Final answer:
To solve for the least-squares line of the equation ax + b, data is entered into a calculator, a scatter plot is created, and the calculator's regression function is used to find the least-squares regression line, which is then added to the scatter plot.
Step-by-step explanation:
To find a least squares solution of the equation ax + b, you would typically go through two main steps. First, you would enter the data into a calculator and create a scatter plot to visualize the distribution of the data points. Then, you would use your calculator's regression function to calculate the equation of the least-squares regression line. This equation can be added to your scatter plot from part A. The least-squares regression line aims to minimize the sum of the squares of the differences between the observed values and the values predicted by the line.
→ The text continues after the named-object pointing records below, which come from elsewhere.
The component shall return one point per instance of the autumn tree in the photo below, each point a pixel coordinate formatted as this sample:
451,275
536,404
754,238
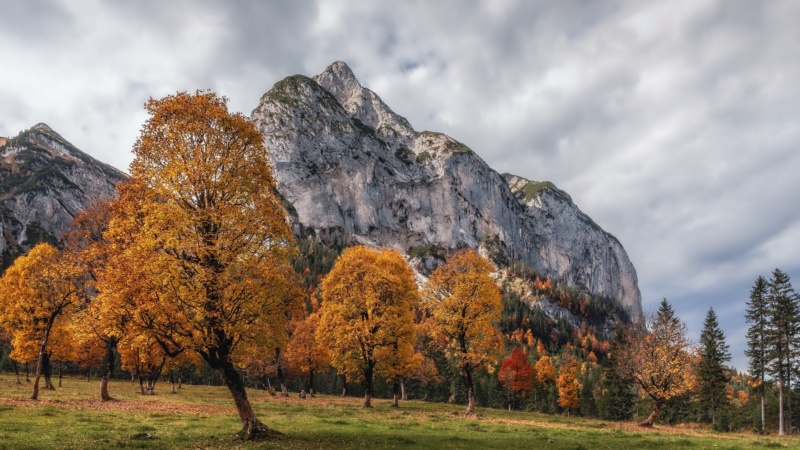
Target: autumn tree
209,235
757,316
143,356
658,358
567,383
97,321
304,352
463,307
516,375
365,317
712,375
36,293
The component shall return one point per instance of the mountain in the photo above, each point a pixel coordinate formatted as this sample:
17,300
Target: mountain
44,182
353,171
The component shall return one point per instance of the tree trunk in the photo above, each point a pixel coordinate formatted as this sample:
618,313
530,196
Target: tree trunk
780,406
47,371
368,385
107,371
396,394
470,390
42,355
788,426
279,369
652,418
252,428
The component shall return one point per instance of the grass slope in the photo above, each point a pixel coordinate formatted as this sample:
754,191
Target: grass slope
204,417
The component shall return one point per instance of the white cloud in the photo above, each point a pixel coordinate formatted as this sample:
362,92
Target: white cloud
674,125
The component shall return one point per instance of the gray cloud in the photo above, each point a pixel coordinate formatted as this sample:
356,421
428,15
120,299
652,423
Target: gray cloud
673,124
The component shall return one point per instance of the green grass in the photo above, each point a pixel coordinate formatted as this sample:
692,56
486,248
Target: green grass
204,417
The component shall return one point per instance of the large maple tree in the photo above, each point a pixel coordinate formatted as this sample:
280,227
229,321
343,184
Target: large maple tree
366,314
463,307
204,268
37,293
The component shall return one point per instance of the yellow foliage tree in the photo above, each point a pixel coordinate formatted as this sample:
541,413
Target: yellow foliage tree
658,359
97,324
366,313
464,306
37,292
304,352
567,383
207,239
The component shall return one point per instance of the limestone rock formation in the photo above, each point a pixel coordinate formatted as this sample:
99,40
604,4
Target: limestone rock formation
354,171
44,182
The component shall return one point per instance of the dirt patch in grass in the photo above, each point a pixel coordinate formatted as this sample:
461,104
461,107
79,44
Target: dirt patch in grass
154,407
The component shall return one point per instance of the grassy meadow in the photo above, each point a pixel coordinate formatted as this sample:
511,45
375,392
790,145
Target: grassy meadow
204,417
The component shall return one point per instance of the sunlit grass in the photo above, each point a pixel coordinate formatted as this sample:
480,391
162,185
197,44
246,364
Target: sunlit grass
204,417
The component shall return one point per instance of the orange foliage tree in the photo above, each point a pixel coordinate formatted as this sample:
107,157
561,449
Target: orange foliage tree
98,323
567,383
463,306
209,239
305,353
658,359
366,314
516,375
39,291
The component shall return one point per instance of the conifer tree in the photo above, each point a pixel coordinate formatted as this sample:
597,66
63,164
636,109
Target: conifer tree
712,375
757,349
617,397
783,311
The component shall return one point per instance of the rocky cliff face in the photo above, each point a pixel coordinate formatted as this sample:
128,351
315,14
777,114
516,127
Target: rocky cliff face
355,171
44,182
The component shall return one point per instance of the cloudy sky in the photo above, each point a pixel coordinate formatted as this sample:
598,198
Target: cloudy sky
674,124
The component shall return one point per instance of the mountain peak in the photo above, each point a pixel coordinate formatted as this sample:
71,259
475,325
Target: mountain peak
41,127
338,74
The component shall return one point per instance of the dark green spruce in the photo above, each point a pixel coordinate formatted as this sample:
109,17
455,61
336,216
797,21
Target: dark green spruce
757,316
712,375
783,312
617,398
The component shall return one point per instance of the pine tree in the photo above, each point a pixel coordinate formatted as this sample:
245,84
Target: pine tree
757,348
712,375
783,312
617,398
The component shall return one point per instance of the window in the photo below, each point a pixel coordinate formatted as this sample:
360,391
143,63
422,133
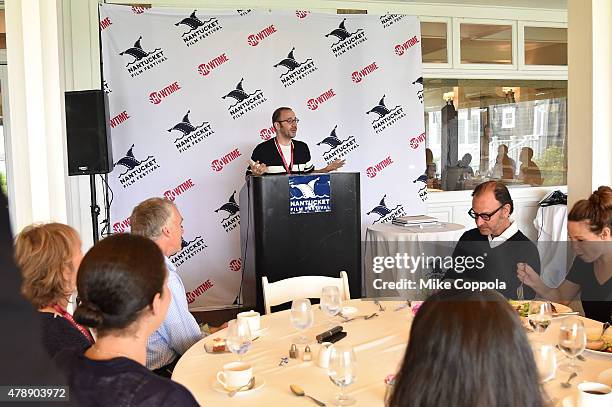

For a quadratic equation of the form ax² + bx + c = 0, you can find its roots by using the well-known quadratic formula. However, in contexts relating to constructing the normal equations for least squares, the quadratic formula is not directly involved. Instead, the normal equations are derived from partial derivatives of a function representing the sum of squared errors with respect to the coefficients of the regression line.
If the task also requires computing measures like the correlation coefficient to assess the strength of the linear relationship between variables, or the average of an economic indicator such as CPI (Consumer Price Index) for a given year, those would be additional calculations performed after finding the least-squares regression line.